Thanksgiving in Uganda, you say? Cultures collide once more. Living in a country not your own means the opportunity to adopt new traditions, but having a taste of your past traditions can also bring some comfort in the absence of normal, or at least what was once normal.
Recreating your home country traditions in a place where you may not be able to access the normal products can be challenging. Perhaps you are accustomed to a particular brand of candied yams or always bought a Butterball turkey. Relying on the readily accessible now becomes a challenge. Those products are simply not available. Culture shock may settle once more as you seek to recreate the same tasty experience for you and your family. Missing loved ones that you normally share this time with only compounds the experience for some. One’s values are certainly challenged as you consider what is truly important.

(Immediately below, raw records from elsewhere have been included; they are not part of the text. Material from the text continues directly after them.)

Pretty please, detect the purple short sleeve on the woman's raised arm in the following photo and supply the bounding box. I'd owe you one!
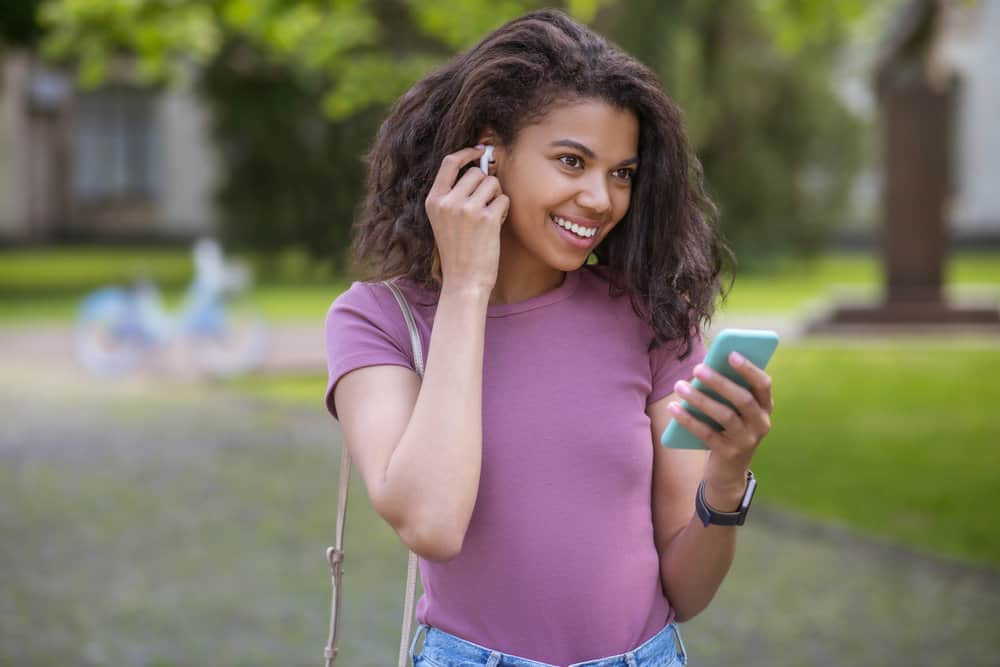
[324,282,413,419]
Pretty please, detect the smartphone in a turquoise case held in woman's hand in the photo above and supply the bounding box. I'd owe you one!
[660,329,778,449]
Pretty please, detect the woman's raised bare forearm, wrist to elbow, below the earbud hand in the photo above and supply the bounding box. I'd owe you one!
[382,288,489,558]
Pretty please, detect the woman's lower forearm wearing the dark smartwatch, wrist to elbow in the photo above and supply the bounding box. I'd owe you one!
[660,474,745,621]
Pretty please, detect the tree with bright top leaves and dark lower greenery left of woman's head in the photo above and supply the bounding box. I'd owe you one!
[40,0,607,269]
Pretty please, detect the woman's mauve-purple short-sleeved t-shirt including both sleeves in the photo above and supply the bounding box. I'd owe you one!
[326,267,705,665]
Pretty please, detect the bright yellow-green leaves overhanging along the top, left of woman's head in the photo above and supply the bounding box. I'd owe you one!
[40,0,609,120]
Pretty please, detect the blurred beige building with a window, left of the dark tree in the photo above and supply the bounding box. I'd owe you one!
[0,52,218,242]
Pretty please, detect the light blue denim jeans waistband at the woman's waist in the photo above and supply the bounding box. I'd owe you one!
[410,623,687,667]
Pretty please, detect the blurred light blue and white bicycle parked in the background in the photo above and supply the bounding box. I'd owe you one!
[74,239,270,377]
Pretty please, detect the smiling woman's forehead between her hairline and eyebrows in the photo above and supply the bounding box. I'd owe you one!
[517,100,639,163]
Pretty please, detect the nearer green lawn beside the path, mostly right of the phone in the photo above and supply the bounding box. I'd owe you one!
[231,340,1000,566]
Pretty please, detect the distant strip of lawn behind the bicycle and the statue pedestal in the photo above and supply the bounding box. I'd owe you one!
[0,247,1000,323]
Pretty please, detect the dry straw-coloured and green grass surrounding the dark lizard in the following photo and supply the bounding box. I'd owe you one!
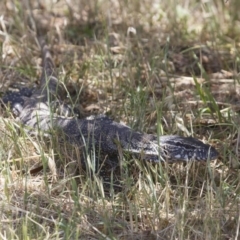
[0,0,240,239]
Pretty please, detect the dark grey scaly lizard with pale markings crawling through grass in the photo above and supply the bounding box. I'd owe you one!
[2,40,218,169]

But opportunity abounds. Creativity calls. Or perhaps advance planning prevails. Bringing some of those products with you in your suitcase could certainly help in recreating that perfect dining experience. More than likely, some of those have already been consumed on previous occasions. Maybe you received a CARE package with some of those items you are missing. For us, the packages were few and far between. Postage is just so expensive to send something to Uganda from the states.

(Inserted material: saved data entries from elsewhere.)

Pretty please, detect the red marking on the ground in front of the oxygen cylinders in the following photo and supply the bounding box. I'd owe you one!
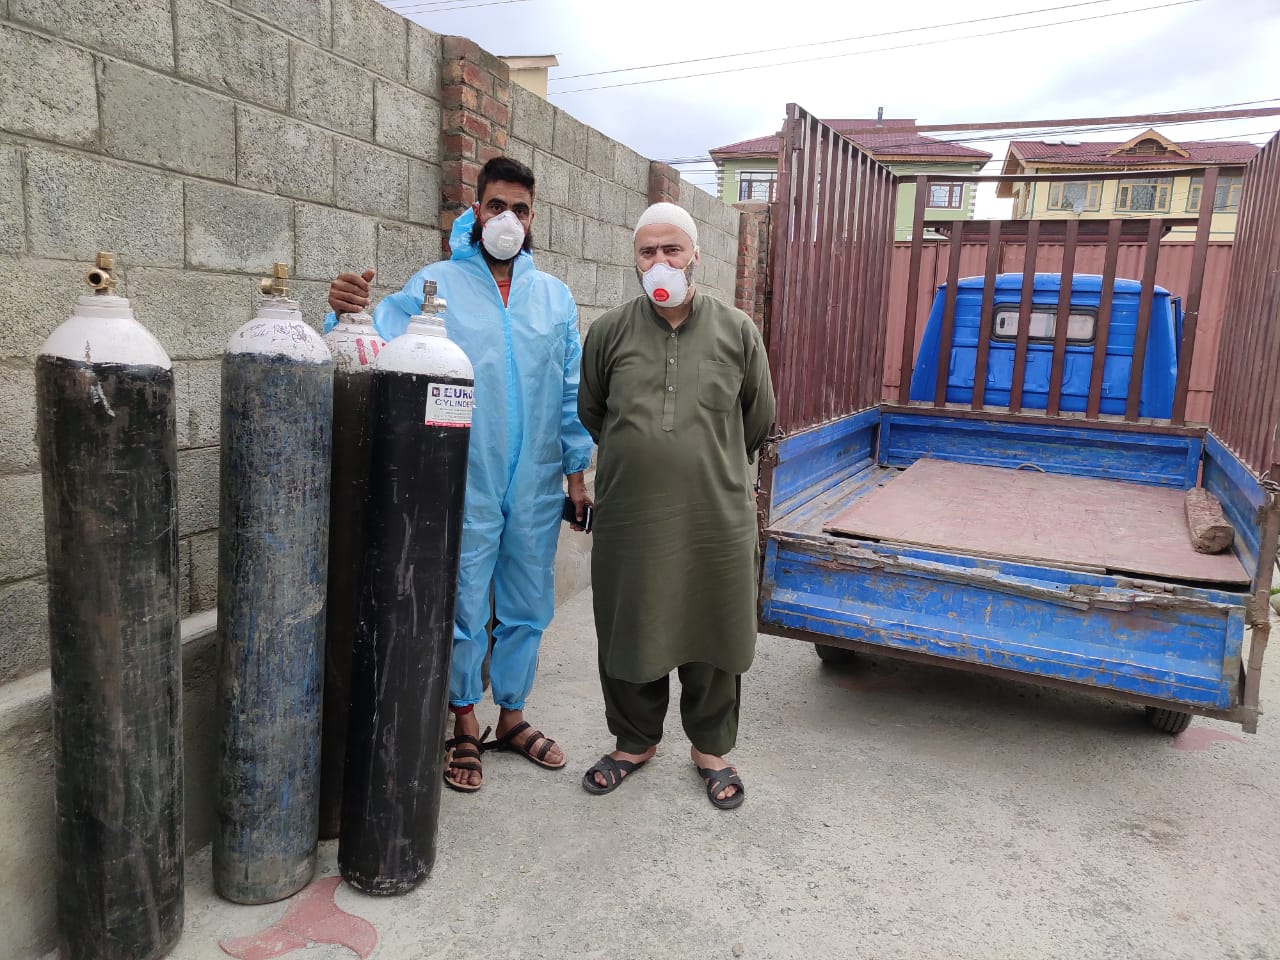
[218,877,378,960]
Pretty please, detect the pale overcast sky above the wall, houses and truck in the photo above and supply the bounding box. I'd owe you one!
[384,0,1280,215]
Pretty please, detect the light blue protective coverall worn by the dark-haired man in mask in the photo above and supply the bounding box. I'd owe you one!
[325,210,593,710]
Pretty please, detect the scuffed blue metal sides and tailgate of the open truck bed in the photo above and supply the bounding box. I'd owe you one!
[760,408,1263,727]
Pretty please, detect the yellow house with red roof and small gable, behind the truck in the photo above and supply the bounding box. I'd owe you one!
[996,129,1258,241]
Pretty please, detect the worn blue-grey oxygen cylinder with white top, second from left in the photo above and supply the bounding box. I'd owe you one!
[214,264,333,904]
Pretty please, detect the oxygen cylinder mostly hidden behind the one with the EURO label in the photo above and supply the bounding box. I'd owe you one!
[320,312,385,840]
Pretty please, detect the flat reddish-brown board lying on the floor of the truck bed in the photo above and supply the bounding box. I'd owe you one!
[823,460,1251,585]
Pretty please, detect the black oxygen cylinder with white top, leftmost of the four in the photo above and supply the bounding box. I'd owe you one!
[36,253,183,960]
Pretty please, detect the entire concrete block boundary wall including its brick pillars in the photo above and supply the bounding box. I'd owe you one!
[0,0,740,957]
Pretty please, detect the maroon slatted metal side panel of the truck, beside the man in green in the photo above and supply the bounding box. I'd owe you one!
[764,104,897,434]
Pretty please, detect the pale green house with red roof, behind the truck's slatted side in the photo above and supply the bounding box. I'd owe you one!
[709,118,991,239]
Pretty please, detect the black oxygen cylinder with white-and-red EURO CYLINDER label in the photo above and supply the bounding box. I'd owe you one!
[338,280,474,895]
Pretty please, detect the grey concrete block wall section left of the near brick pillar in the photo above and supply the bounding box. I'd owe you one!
[0,0,440,682]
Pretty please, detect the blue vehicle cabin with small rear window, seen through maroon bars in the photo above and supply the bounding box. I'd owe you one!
[910,273,1183,417]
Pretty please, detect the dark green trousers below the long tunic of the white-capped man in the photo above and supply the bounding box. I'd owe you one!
[600,663,742,756]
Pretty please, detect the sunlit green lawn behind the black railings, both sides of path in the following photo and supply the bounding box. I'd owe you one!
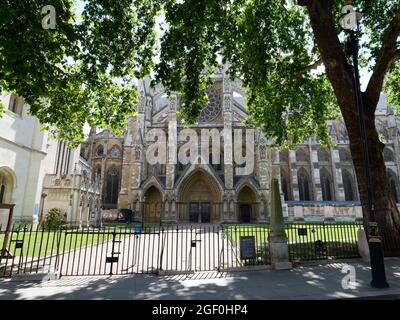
[0,223,362,258]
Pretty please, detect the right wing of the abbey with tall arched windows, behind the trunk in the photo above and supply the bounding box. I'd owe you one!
[279,94,400,220]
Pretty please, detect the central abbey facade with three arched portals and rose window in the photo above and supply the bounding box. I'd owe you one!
[82,72,279,222]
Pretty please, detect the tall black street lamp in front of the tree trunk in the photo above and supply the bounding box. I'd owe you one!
[340,1,389,288]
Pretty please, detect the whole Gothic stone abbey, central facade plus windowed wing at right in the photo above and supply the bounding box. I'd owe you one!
[82,70,400,223]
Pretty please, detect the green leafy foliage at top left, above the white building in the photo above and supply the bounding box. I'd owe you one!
[0,0,155,145]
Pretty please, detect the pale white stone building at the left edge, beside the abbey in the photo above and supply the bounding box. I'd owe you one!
[0,93,101,226]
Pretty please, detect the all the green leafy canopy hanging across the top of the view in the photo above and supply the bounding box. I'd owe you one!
[0,0,400,146]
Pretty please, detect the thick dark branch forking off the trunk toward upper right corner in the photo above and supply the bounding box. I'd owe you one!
[365,5,400,106]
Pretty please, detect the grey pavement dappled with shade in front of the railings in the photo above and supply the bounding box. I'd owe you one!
[0,258,400,300]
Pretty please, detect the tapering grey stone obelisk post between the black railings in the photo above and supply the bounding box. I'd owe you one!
[270,178,292,270]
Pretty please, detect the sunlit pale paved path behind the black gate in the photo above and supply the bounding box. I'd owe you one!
[0,225,241,276]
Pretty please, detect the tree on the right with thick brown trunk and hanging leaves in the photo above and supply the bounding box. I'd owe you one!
[149,0,400,250]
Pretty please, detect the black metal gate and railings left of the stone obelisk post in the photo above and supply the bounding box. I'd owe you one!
[0,224,270,277]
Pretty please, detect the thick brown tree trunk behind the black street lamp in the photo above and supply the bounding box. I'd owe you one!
[299,0,400,254]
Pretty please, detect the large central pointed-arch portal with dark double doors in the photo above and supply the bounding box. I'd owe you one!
[179,170,221,223]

For me, the search was on. Could one even find a real turkey in Uganda? Yes! They are there for the committed researcher, always with a promise of a nice fat, big turkey underneath all of those feathers and worth every penny. Not only that but they were range free, grass fed turkeys left to forage to its heart’s content. Hmmm. Looks can be deceiving and the purchase of the perfect turkey might just be more challenging than the seller is advertising. But! I found one! The purchase is made. The seller will even kill it and remove the feathers! We are in business!
Next? More research. How to prepare a turkey, essentially a wild turkey, in Uganda so that it is perfectly baked with its juicy interior preserved? For someone who doesn’t exactly enjoy cooking, this is an extra challenge. I had never heard of using a brine in advance to help tenderize a wild bird. Another education to experience. My best advice came from fellow missionaries who had already experimented and perfected the technique. Of course, the turkey arrives with most of the feathers removed and far smaller than I was lead to believe. But! It’s still a turkey. I must admit that my turkey never looked like the perfection in the photo above or even close to my seasoned missionary colleagues. But we enjoyed it nonetheless. (Perhaps I should have just gone with chicken.)

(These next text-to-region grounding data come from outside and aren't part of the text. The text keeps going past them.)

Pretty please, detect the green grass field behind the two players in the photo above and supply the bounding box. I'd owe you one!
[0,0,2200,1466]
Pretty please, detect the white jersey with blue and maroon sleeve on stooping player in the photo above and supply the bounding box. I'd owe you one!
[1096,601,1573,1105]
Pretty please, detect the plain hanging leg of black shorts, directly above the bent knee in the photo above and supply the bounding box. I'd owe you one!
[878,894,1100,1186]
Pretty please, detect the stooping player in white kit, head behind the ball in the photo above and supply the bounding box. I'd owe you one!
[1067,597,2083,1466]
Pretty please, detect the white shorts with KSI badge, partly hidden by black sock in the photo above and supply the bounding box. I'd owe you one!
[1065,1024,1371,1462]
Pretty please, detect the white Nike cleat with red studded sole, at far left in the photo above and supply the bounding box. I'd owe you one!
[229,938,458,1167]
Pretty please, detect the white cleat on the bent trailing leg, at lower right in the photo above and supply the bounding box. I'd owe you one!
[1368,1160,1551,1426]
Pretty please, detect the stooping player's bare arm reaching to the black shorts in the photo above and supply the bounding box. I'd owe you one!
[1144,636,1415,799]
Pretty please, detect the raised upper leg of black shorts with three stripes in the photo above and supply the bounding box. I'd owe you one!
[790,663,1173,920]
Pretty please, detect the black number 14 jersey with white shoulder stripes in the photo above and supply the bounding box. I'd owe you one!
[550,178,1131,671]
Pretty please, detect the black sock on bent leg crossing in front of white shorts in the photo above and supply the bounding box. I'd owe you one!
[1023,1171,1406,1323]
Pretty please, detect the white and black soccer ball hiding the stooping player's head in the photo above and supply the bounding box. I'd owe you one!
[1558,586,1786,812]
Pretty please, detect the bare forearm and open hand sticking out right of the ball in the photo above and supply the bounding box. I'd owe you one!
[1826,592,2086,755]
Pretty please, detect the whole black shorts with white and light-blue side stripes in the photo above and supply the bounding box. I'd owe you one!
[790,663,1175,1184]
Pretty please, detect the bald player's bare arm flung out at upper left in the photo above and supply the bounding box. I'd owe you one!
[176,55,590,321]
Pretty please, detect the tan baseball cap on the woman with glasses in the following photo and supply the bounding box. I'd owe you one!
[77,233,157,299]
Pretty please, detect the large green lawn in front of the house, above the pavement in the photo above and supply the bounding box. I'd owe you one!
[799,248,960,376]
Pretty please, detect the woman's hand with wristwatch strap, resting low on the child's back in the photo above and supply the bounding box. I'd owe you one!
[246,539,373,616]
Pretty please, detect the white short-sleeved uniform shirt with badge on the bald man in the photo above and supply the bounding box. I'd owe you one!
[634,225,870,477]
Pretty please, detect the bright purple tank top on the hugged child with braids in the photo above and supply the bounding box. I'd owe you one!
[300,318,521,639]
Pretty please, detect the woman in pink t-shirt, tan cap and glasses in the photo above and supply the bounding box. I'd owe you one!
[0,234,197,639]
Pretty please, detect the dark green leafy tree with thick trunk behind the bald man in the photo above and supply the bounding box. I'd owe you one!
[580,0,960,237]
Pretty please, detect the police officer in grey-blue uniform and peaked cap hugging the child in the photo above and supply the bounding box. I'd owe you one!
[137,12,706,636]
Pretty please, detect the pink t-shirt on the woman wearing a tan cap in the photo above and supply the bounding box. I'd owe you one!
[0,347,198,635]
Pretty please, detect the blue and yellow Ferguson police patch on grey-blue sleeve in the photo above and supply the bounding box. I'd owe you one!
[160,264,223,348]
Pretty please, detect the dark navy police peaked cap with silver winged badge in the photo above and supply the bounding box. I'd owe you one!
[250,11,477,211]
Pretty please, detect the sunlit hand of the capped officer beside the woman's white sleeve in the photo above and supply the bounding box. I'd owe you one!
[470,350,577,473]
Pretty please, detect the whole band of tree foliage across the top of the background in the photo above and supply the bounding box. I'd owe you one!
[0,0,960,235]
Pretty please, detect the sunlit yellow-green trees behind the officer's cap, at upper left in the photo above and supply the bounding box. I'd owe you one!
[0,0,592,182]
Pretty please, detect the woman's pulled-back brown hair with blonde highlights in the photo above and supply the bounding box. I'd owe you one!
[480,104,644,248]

Of course, this is just the turkey! Still so many other items on the menu to figure out how to replicate. Pumpkins are readily available, so pumpkin pie will be easy, I “think.” You can buy canned green beans or buy fresh ones. Of course, I prefer French cut, so that will become labor intensive compared to the canned ones I bought back home. Potatoes. Check! No worries over that one. Plenty of “Irish” potatoes in the market. Now the traditional family fruit salad may not happen, but we have tropical fruits galore. A new fruit salad will simply have to be born in its place! So many items to consider.
I don’t know about you, but recreating something in a foreign culture with different ingredients can be challenging. It can also be fun! Inviting in some of our national friends to help us with the challenge and then sharing in its abundance together is rewarding. Uganda with its own cultures and traditions met these Americans with new culture and traditions. What are your non-negotiables for your Thanksgiving holiday regardless of the culture you are in? Is it people and sharing together? After all, preparing all of that food wouldn’t be nearly as rewarding if there were no one to share it with!
One of the things I realized in my quest to recreate the perfect Thanksgiving meal for my friends is the reminder that it really isn’t about the food. Thanksgiving is about being grateful and remembering. This is something God asked the Israelites to do over and over again throughout history. Hold festivals to remember and to celebrate with your friends and family. We would do well to follow this tradition wherever we go and whatever culture we live in.
So on this Thanksgiving day as I remember the years we spent trying to recreate our Thanksgiving traditions in a different culture, yes, Uganda, I am grateful for those who experienced them with us and shared in the abundance together. And I am grateful for all of my friends and family wherever God has brought them. Happy Thanksgiving!